In the short term, the EU Commission must use the price supports available to it (intervention, export refunds and internal supports) to raise the milk price being paid to farmers to at least 28 cents per litre. The current policy of the EU Commission is to support milk price at approximately 20 cents per litre which is a totally inadequate response. In the long term, a total reversal of the CAP Health Check policy agreed in November 2008 is required. The policy agreed is disastrous for Ireland and farm families will simply not be able to survive under such a policy.
The French and German Governments at the July 2009 EU Farm Council meeting have acknowledged this by seeking a change in direction in policy and, indeed, the French Minister for Agriculture called for a reversal of the EU Commission’s dairy liberalisation programme. The French Agriculture Minister, Mr. Bruno Le Maire, stated “We can’t just leave agriculture to the laws of the marketplace. We need regulation of the milk market on a European scale”.
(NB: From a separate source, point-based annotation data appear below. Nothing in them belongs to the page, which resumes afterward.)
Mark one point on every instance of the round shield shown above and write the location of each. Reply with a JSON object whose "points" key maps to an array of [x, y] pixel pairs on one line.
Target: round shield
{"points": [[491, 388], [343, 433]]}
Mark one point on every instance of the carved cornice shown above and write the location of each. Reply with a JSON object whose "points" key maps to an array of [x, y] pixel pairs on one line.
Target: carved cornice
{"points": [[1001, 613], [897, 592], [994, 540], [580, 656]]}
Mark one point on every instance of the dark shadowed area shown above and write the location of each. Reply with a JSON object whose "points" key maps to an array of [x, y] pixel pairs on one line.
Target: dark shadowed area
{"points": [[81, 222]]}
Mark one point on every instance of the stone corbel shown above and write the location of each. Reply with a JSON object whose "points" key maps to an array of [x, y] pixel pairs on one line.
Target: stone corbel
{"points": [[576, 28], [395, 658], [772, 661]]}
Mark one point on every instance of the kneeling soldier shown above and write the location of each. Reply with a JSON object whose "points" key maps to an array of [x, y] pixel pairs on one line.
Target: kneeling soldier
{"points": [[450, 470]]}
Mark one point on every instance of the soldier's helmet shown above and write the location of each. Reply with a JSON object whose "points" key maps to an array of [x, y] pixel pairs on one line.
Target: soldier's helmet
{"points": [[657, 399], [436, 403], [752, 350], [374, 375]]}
Ireland had traditionally supported the French in agriculture negotiations and ICMSA believes that we should now realign ourselves again with French dairy policy, which would be good for all EU, including Irish dairy farmers.
Key elements of ICMSA Dairy market policy
1.The milk quota system, modified where necessary to give an effective and flexible supply management regime must continue beyond 31 March 2015 in order to ensure farmers receive a viable milk price.
2.Current import tariffs must remain in place to protect this viable milk price
3.Increases in supply must be tightly linked to overall increased demand within the EU and profitable exports to non-EU markets.
4.Within the supply management regime, an appropriate system of price supports is required to guarantee milk producers a reasonable minimum price in the event of a downturn in the marketplace.